Avec la réforme des retraites qui voit l'allongement de la durée du travail, ce n'est pas seulement un retour en arrière immense (on vit plus longtemps parce qu'on travaille moins vieux, donc on (ré)augmente la durée du travail…) c'est surtout, et ce n'est que trop rarement souligné, un combat de la bourgeoisie contre les classes populaires. Les acquis sociaux soulignés plus haut, sont autant de moyens de rééquilibrer en faveur des plus faibles un système qui récompense toujours les plus riches, pour s'en assurer deux point; Premièrement, en accédant relativement tôt à la retraite, dans des conditions décentes (ce qui n'est pas toujours le cas) le travailleur n'a plus à trimer pour vivre. Il est libéré des contingences du travail. Le fait de ne pas partir trop tard lui permet de profiter d'une seconde vie, délesté des cadences, du rendement, du résultat. En ayant cotisé toute sa vie, il s'offre le droit de souffler. Deuxième point, un cadre vit en moyenne 6 ans de plus qu'un ouvrier, l'espérance de vie si souvent scandée par le gouvernement n'est donc pas universelle (tiens, tiens!). On peut donc s'étonner de la notion de justice. Prenons un cas pratique, deux travailleurs : l'un est ouvrier, l'autre est cadre, ils cotisent tout les deux pendant 44 ans, au moment du départ à la retraite on sait que l'un a toutes les chances de vivre 6 ans de plus que l'autre… De voir avec quel acharnement le gouvernement tente de présenter cette réforme comme étant juste et universelle a donc de quoi rendre fou.

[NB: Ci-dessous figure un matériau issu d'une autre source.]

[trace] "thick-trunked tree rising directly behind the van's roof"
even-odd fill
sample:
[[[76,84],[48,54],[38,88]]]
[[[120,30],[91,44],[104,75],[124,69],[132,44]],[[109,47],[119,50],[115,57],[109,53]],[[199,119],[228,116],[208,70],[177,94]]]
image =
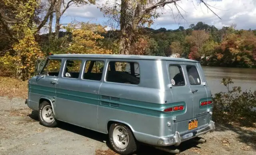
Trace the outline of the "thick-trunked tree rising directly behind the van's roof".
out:
[[[171,4],[180,14],[180,6],[177,1],[180,0],[114,0],[113,3],[108,1],[101,10],[114,19],[120,27],[119,53],[130,54],[130,47],[132,41],[136,40],[138,28],[144,25],[150,27],[154,19],[160,16],[156,11],[158,8],[164,8]],[[210,9],[204,0],[198,0],[198,3],[203,3]]]

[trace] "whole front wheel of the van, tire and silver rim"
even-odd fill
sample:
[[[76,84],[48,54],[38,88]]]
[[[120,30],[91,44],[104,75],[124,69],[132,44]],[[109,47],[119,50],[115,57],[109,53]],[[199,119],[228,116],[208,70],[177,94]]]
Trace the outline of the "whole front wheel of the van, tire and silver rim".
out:
[[[39,121],[42,125],[46,127],[56,127],[57,126],[57,121],[55,119],[53,110],[52,110],[52,105],[47,102],[43,101],[39,105]]]

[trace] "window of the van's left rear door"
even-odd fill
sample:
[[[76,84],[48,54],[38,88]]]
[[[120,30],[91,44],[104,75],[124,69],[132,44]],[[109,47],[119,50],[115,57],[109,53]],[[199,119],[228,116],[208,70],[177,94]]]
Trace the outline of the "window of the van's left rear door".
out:
[[[170,72],[170,76],[171,76],[171,83],[173,86],[185,85],[182,68],[179,65],[169,66],[169,72]]]

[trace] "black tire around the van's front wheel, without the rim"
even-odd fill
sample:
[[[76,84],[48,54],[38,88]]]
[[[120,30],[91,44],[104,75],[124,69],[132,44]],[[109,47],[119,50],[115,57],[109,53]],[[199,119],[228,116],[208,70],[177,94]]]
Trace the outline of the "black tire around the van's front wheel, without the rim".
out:
[[[54,113],[52,111],[52,119],[48,120],[44,120],[44,117],[42,116],[43,113],[43,109],[44,108],[51,108],[52,109],[52,105],[47,102],[47,101],[43,101],[40,105],[39,105],[39,113],[38,113],[38,118],[39,121],[42,125],[46,126],[46,127],[56,127],[57,126],[57,120],[55,119]]]

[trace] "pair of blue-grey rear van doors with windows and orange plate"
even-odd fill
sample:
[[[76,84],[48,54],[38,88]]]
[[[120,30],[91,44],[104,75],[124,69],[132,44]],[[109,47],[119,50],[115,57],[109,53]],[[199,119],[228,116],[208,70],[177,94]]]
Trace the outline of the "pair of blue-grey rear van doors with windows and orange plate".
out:
[[[178,131],[187,131],[208,124],[211,94],[209,87],[205,85],[206,79],[200,63],[168,62],[167,65],[172,83],[173,102],[185,104],[184,111],[173,113],[176,117],[175,123],[180,122],[177,126]],[[194,123],[191,123],[192,121]]]

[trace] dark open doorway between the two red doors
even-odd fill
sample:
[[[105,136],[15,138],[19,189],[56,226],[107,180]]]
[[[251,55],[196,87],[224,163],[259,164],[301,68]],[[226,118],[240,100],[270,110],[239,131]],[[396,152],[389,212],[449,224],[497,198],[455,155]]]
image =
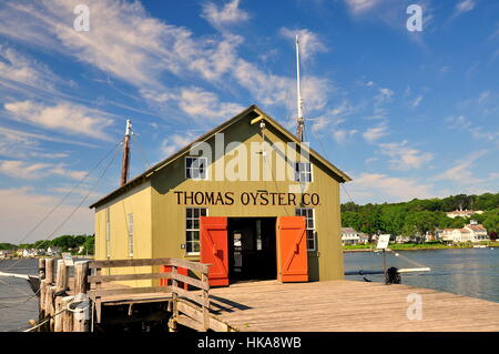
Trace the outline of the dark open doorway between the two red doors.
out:
[[[277,277],[276,218],[228,218],[228,277],[240,281]]]

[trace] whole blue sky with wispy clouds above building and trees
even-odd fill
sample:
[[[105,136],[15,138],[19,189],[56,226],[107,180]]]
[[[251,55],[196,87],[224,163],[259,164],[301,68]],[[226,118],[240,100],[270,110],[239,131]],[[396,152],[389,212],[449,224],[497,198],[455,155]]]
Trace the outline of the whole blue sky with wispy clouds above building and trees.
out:
[[[73,28],[80,3],[88,32]],[[252,103],[294,131],[295,33],[305,140],[353,176],[355,202],[498,191],[497,1],[2,1],[0,239],[19,242],[126,119],[132,176]],[[28,241],[116,188],[120,160]],[[80,208],[55,235],[92,231]]]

Pour finir, on pourrait partir de ce postulat : l'espérance de vie des Hommes n'a pas changé depuis son apparition, c'est seulement que de plus en plus d'Hommes atteignent cette limite. Si certains n'atteignent pas ces âges c'est « seulement » dû à des accidents de la vie (maladie, accidents, condition de vie, travail pénible, non accès aux soins...) et les accidents de la vie touchent plus facilement les personnes en situation de précarité, de petits revenus, de faible patrimoine. On peut d'ailleurs le vérifier facilement en regardant les statistiques de l'INSEE sur l'espérance de vie en bonne santé.2 Celle-ci est aujourd'hui plus faible (63 ans pour les hommes) que l'âge de départ à la retraite (64 ans) prévue par le gouvernement. En regardant dans le rétroviseur on peut s'apercevoir que bon nombre de personnes ont atteint des âges canoniques, Hyppocrate, Grégoire IX, Michel Ange… des personnes qui, si elles n'ont pas exercées des métiers parmi les plus durs de leur temps ont surtout eut accès à des ressources et à des soins que les classes inférieurs n'avaient pas.

Ainsi, on ne vit pas forcément plus longtemps mais on est plus nombreux à vivre vieux, ce qui n'est pas exactement la même chose.